Here is why this should not be done.

  1. Opening the remand up to relitigate the issue of the valuation of Palo Verde will set a bad precedent.  If NEE can relitigate that issue, PNM likewise could relitigate the issues it lost on appeal, such as whether Palo Verde reacquisition and lease extension was prudent, and whether it was prudent to install the balanced draft unit.  This would mean no issue that is appealed to the Supreme Court is ever final, because it could be relitigated on remand.  Under the Law of the Case Doctrine, a court, and I believe this Commission, cannot go back and relitigate a decision that it has already made and which has already been affirmed by the Supreme Court.  “The doctrine of law of the case… ‘relates to litigation of the same issue recurring within the same suit.’ ‘Under the law of the case doctrine, a decision on an issue of law made at one stage of a case becomes a binding precedent in successive stages of the same litigation.’; see also United States v. Alexander, 106 F.3d 874, 876 (9th Cir.1997) (“Under the ‘law of the case’ doctrine, ‘a court is generally precluded from reconsidering an issue that has already been decided by the same court, or a higher court in the identical case.’ ” Alba v. Hayden, 148 N.M. 465, 237 P.3d 767, 2010 NMCA 37, ¶7 (internal citations omitted).

That is exactly what NEE is asking to do – to relitigate an issue in the same case that has already been decided and affirmed by the Court.  NEE lost on appeal – the Court specifically rejected NEE’s and the Water Authority’s arguments that the appropriate remedy for imprudence was setting the value of Palo Verde at $0.   It also found that the Commission’s decision as to the value of Palo Verde was reasonable and lawful.

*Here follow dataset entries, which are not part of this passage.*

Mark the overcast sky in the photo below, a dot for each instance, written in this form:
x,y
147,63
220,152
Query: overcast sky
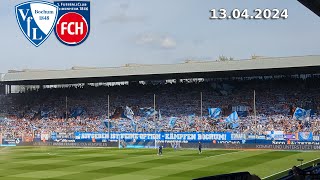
x,y
163,31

If a party is allowed to relitigate issues it lost on appeal, that opens the door for PNM to do the same.  For example, the Supreme Court affirmed the Commission’s disallowance of Balanced Draft, which reduced PNM’s rate base by $52 million.  Can PNM now ask the Commission to relitigate this issue? Can it come back and ask to provide more evidence that it didn’t provide before, to try to get a new decision?  The answer is no, because of the law of the case doctrine. PNM had its opportunity to litigate the issue, and it lost, and that was affirmed by the Supreme Court. It can’t come back for a do-over.  As another example, PNM can’t come back and relitigate the issue of whether its Palo Verde lease decision was imprudent, because of the Law of the Case Doctrine.

  1. Disallowing the 168MW of Palo Verde from rates will not affect the operations of Palo Verde.  It will continue to operate just as it has, for as long as the owners decide to.  If the 178MW are taken out of PNMs rates and generation portfolio, they will just be used by someone else.

Removing 178 MW from PNM’s cost recovery is a false issue – it will not cause Palo Verde to shut down or change its operating characteristics.  Palo Verde is almost 4000 MW of capacity and has 8 owners and is operated by Arizona Public Service Company. It will operate at maximum capacity regardless of the outcome of this case.  This case will not have an effect on that. It will not affect nuclear fuel use or storage, or any other environmental effects from nuclear generation at Palo Verde.

In fact, removing this portion of Palo Verde from rates could have an adverse effect on carbon emissions and climate change.  If PNM has to replace the generation from Palo Verde, there is no certainty that it could be replaced entirely by renewables – and there is a good possibility that PNM would seek to increase its generation from existing gas plants or even add gas generation.  In fact, PNM’s 2017 IRP, shows that is exactly what could happen. That IRP, in Table 129 shows what happens if 114MW of Palo Verde is not used as a resource beginning in 2023 – and it shows replacement by gas generation. See also, PNM 2017 IRP, p. 108.

CCAE doesn’t support nuclear generation.  But because removing 178MW of Palo Verde from PNM’s portfolio would not change the operations of the plant, and could also result in increased gas generation, removing it would have no benefits and could actually increase carbon emissions.